The hand-written reference is a bare foldLeft for the fold and an xs.map + copy for the traversal. Fold is on par with Monocle (0.97–1.04× across sizes) — both collapse to the same cats.Foldable[List].foldMap, one Monoid.combine per element, exactly what a hand-written foldMap does. EO's Fold.apply returns a concrete ForgetFold whose eager foldMap member folds straight through the captured Foldable[F] — the same stored-method shape as Monocle's Fold.fromFoldable. Before that specialisation EO routed every fold through the generic Optic.foldMap extension, and paid for it: ~5× at size 8 (109 → 21 ns), ~2.9× at 64, ~1.8× at 512. That overhead was a per-call constant (the ForgetfulFold[Forget[F]] summon, an intermediate S => M closure, and a box/unbox), not per-element — which is why it dominated small folds and faded into the asymptote on large ones. It was also invisible to -prof gc (the two were always allocation-identical at 14 080 B/op @512; escape analysis elides the closure, so the cost was cycles, not bytes — only CI's low-noise timing resolves it). The traversal is where the carriers genuinely diverge: EO's each (carrier MultiFocus[PSVec]) collects element references into a flat focus vector and rebuilds via Functor[PSVec].map, where Monocle wraps each element in Applicative[Id] — so EO tracks the hand-written map more closely and Monocle trails, widening to ~4.8× by 512 line items (each element pays a LineItem copy that dwarfs the carrier difference).

Capability dispatch

CapsBench backs the capabilities doctrine — "consume via capability, construct via optic" — with four variants per operation on the canonical Order:

*Direct — receiver typed as the concrete class (GetReplaceLens, ForgetFold): the fused member, today's baseline.
*Cap — receiver typed as the capability trait (CanGet, CanModify, CanFold): interface dispatch into the same final method, since the concrete classes implement the capabilities directly. This is what a consuming signature pays when handed a concrete optic.
*DerivedHeld — the capability derived once from a generic Optic[…, F] given and reused: the wrapper's per-call cost with the summon amortised.
*DerivedPerCall — the given re-summoned inside the measured call (a fresh SAM every invocation): what a generic method's use-site pays when its optic given is bound only at the generic type. This is the honest worst case — the held variants structurally cannot falsify "the ergonomics are free", so this one exists to try.
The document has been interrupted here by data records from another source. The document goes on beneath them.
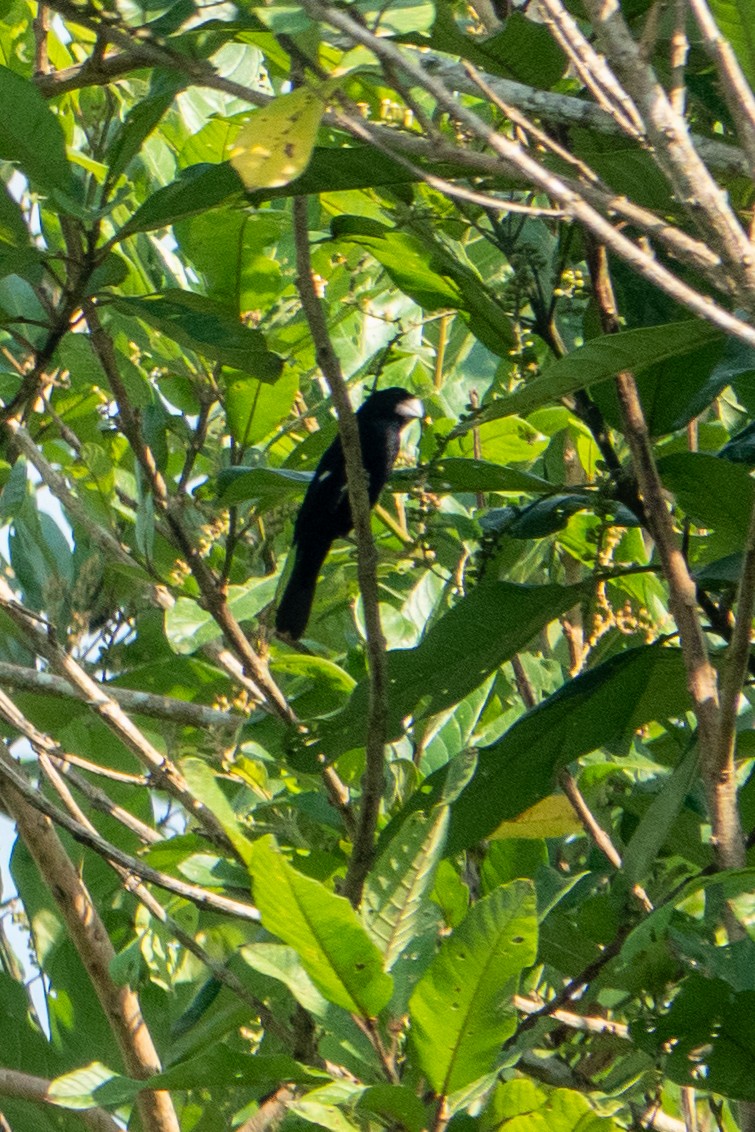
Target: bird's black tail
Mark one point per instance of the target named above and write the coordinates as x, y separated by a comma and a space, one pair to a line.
297, 601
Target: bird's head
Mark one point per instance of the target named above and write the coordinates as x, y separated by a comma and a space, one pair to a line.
393, 403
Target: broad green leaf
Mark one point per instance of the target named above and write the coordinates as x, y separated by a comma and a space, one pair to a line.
400, 16
461, 1011
326, 686
254, 409
77, 1089
197, 189
284, 965
31, 136
267, 486
460, 651
706, 1038
595, 708
654, 825
453, 473
524, 50
602, 358
188, 626
204, 785
400, 881
335, 951
276, 143
207, 327
423, 269
142, 120
550, 817
672, 391
713, 492
394, 1103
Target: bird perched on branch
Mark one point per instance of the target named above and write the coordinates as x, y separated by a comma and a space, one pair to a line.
325, 513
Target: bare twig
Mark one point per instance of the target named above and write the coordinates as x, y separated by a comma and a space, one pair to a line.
530, 168
79, 914
143, 703
13, 778
165, 773
676, 155
736, 88
702, 682
372, 782
212, 590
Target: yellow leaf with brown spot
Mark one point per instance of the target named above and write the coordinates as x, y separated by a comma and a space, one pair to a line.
550, 817
276, 143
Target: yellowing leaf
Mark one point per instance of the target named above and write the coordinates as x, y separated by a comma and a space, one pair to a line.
551, 817
275, 145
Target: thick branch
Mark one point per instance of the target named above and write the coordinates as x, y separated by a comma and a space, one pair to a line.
374, 780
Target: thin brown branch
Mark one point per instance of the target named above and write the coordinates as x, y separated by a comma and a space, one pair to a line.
526, 164
46, 747
674, 152
736, 663
135, 885
374, 779
164, 772
679, 49
592, 69
213, 591
719, 780
24, 1087
13, 778
144, 703
597, 832
737, 91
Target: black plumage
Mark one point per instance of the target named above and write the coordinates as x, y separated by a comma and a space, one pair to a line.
325, 513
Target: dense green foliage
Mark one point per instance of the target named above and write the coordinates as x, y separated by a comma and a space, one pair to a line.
155, 351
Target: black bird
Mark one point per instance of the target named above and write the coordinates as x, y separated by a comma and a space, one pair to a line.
325, 513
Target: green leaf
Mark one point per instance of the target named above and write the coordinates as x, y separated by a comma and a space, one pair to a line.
595, 708
254, 409
736, 19
206, 326
521, 1105
525, 51
142, 120
204, 785
197, 189
266, 486
601, 359
397, 17
401, 880
658, 819
462, 649
461, 1011
335, 951
188, 626
428, 274
31, 136
456, 474
706, 1038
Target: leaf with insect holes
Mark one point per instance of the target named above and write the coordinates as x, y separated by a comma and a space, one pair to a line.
275, 145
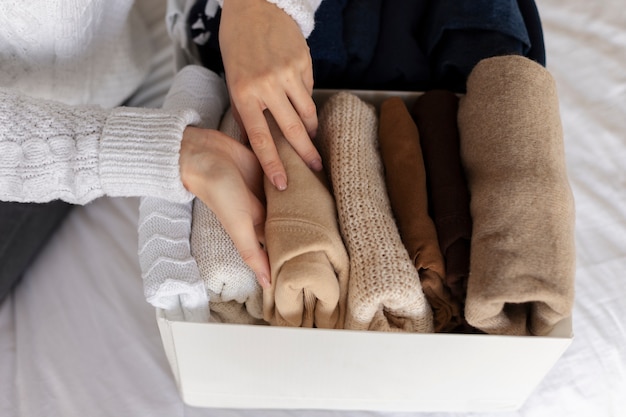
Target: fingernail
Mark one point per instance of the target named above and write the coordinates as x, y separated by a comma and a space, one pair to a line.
280, 182
316, 165
264, 280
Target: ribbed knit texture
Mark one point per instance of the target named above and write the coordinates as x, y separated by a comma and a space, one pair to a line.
170, 274
75, 51
140, 149
225, 275
50, 150
308, 259
302, 11
384, 291
405, 177
522, 259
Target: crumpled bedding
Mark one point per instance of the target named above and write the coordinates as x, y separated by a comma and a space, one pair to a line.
79, 339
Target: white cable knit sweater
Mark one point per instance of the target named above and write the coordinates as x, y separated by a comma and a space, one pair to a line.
63, 65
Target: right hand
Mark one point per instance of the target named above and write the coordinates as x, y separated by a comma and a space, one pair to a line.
227, 177
268, 67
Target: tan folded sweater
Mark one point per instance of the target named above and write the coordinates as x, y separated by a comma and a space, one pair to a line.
308, 260
522, 260
384, 290
405, 178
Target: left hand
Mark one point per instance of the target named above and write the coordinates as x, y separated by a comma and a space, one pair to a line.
268, 66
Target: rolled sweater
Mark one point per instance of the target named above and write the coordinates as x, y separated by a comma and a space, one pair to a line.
59, 137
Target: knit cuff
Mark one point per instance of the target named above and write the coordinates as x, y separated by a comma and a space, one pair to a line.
302, 11
140, 151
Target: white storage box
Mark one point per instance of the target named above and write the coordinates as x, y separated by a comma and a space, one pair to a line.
241, 366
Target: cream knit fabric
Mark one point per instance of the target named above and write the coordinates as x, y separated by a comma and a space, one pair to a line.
224, 273
49, 150
302, 11
522, 258
308, 259
384, 290
170, 274
75, 51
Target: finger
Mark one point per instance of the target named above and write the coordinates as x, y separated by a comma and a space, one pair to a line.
307, 78
250, 169
294, 131
242, 215
237, 118
258, 218
262, 144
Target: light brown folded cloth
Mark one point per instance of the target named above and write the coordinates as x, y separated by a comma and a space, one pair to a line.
308, 260
522, 259
233, 312
405, 178
384, 290
227, 277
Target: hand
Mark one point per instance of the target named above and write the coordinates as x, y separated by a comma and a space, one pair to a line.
227, 177
268, 66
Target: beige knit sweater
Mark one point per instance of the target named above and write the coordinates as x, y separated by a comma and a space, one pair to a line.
384, 290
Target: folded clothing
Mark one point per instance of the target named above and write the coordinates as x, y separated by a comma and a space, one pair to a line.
522, 259
435, 113
225, 275
384, 290
405, 177
308, 260
170, 274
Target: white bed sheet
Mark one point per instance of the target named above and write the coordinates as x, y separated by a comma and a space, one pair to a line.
78, 339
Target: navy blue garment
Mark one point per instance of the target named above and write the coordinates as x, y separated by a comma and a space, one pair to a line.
24, 230
399, 63
328, 51
361, 27
459, 34
204, 24
537, 51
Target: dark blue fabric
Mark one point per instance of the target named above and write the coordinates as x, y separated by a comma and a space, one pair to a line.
532, 20
399, 63
361, 27
24, 230
204, 33
328, 51
459, 34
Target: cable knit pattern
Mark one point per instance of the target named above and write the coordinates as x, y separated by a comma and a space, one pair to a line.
75, 51
48, 150
51, 151
302, 11
384, 291
226, 276
170, 273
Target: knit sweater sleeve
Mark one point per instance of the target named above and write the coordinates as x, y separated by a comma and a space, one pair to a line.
302, 11
49, 151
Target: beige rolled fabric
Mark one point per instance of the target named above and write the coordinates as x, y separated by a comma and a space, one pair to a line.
522, 259
384, 290
405, 178
308, 260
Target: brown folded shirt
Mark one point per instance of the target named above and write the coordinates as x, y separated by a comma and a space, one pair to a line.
384, 287
309, 263
522, 260
435, 113
405, 178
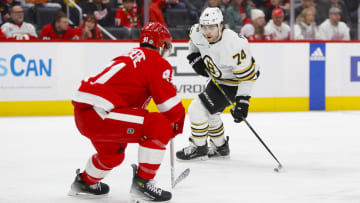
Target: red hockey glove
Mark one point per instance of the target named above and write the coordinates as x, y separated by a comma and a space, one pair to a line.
178, 126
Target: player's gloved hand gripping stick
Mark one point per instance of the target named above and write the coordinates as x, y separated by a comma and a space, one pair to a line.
239, 115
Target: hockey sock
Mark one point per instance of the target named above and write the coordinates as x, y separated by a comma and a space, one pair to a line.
151, 153
199, 132
216, 134
94, 171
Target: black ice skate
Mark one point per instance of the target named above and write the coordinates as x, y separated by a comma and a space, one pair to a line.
193, 152
145, 191
80, 188
219, 152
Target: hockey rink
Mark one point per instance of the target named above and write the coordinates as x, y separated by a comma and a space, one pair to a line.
320, 152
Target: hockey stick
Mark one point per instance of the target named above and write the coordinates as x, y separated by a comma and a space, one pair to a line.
277, 169
183, 175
Operations: get (shallow order.id + depth-3 street), modify (same two), and foldMap over an 8-element list.

Operation	Direct	Cap	DerivedHeld	DerivedPerCall
`get` (`id`)	0.81	0.90	1.77	1.15
`get` (deep `street`)	1.06	1.19	—	—
`modify` (`id`)	5.49	5.36	5.61	5.42
`modify` (deep `street`)	27.47	28.80	—	—
`foldMap` (8 ints)	20.45	20.14	21.37	19.12

(Error half-widths ≤ ±0.71 ns on every row.)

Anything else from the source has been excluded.